National park in India

Pampadum Shola National Park is the smallest national park in Idukki district of Kerala in India. It is on the border with Kodaikanal, Dindigul district of Tamil Nadu. The park is administered by the Kerala Department of Forests and Wildlife, Munnar Wildlife Division, together with the nearby Mathikettan Shola National Park, Eravikulam National Park, Anamudi Shola National Park, Chinnar Wildlife Sanctuary and the Kurinjimala Sanctuary. The park adjoins the Allinagaram Reserved Forest within the proposed Palani Hills Wildlife Sanctuary and National Park.It is a part of Palani hills stretched up to Vandaravu peak. The Westerns Ghats, Anamalai Sub-Cluster, including these parks, is under consideration by the UNESCO World Heritage Committee for selection as a World Heritage Site.

==Etymology==
The name´"Pampadum Shola" means, "the forest where the snake dances", derived from three Malayalam words, "paampu(പാംപ്)", which means "snake"; "aattam", means "dance"; and "chola(ചോല), means "grassy forests near the high range". "Shola" may be considered an anglicized version of "chola".

==Flora==
The park protects a moderate amount of montane evergreen shola forest that is associated with the wildlife rich Eravikulam National Park.

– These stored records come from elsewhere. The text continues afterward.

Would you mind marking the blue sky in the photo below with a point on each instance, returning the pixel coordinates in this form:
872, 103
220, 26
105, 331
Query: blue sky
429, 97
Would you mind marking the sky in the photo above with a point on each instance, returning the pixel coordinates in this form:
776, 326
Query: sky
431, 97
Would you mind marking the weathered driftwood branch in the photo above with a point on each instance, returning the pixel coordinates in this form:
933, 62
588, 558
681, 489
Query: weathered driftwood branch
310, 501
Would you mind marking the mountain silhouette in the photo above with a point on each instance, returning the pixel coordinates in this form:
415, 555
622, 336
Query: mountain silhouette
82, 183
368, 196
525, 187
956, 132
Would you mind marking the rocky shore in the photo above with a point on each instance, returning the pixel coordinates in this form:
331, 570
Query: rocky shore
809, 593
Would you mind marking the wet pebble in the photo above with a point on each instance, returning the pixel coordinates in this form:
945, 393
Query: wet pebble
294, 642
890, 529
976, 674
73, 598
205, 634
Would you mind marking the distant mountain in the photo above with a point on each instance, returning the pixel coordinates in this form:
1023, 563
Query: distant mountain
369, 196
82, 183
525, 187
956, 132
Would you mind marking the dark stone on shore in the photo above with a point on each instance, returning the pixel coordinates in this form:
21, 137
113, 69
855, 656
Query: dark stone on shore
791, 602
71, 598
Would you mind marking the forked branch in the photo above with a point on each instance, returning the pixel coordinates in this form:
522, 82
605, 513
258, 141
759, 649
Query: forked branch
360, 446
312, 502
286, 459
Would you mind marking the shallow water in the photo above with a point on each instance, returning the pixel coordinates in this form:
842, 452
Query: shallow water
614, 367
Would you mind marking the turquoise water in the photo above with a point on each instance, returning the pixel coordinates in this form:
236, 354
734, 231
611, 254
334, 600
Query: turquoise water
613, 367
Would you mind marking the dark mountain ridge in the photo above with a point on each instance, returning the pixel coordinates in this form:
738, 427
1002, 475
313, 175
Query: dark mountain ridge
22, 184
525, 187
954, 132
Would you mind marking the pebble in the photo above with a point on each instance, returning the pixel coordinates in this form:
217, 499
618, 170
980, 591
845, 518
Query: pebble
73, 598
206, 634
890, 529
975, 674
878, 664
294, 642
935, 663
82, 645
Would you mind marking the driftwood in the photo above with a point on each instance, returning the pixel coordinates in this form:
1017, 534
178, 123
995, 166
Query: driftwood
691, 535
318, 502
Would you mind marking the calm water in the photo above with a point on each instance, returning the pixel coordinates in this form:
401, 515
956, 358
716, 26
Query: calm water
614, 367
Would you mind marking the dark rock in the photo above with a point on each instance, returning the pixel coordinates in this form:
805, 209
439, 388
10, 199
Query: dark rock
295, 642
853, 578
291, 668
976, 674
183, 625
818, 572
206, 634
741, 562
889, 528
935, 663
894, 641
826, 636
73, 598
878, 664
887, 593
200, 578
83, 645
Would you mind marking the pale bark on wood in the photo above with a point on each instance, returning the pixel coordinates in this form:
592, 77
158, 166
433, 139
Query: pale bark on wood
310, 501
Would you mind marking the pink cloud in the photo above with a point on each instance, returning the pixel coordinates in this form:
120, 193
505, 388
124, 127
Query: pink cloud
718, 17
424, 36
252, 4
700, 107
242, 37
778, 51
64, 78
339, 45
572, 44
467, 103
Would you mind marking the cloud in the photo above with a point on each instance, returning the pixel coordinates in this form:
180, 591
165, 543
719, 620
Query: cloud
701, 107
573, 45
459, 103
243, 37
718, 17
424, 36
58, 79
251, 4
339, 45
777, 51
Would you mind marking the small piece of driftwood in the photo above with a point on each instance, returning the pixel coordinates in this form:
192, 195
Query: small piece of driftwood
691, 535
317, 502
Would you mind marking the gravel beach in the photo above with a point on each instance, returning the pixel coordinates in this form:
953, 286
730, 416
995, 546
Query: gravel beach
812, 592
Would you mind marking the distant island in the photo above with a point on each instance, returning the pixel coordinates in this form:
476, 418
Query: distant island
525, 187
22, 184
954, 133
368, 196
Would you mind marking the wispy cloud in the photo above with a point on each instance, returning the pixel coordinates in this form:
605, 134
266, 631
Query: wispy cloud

There are various types of medicinal plants (herbs), of which studies have been made. After the forest range there are grandis (a variety of eucalyptus) that threaten the ecology of the area due to their dehydrating and quick-spreading character. These trees as well as the private legal and illegal plantations of the same trees remain as a living danger. The eucalyptus trees (grandis) that eat up the unique eco-system is yet to be a consideration of the forestry. The national park with its unique richness of uncontaminated "humus", has been an interest of studies recently.

==Fauna==
The keystone species here is the highly elusive and endangered, endemic small carnivore – the Nilgiri marten. Leopards and Indian wild dogs are sometimes sighted at dusk or dawn, tigers are an important animal of the park. The Old Kodaikanal–Munnar Road nearby is closed due to the growing population of wildlife such as elephants, buffaloes, lion tailed macaque, gaur and Nilgiri langurs.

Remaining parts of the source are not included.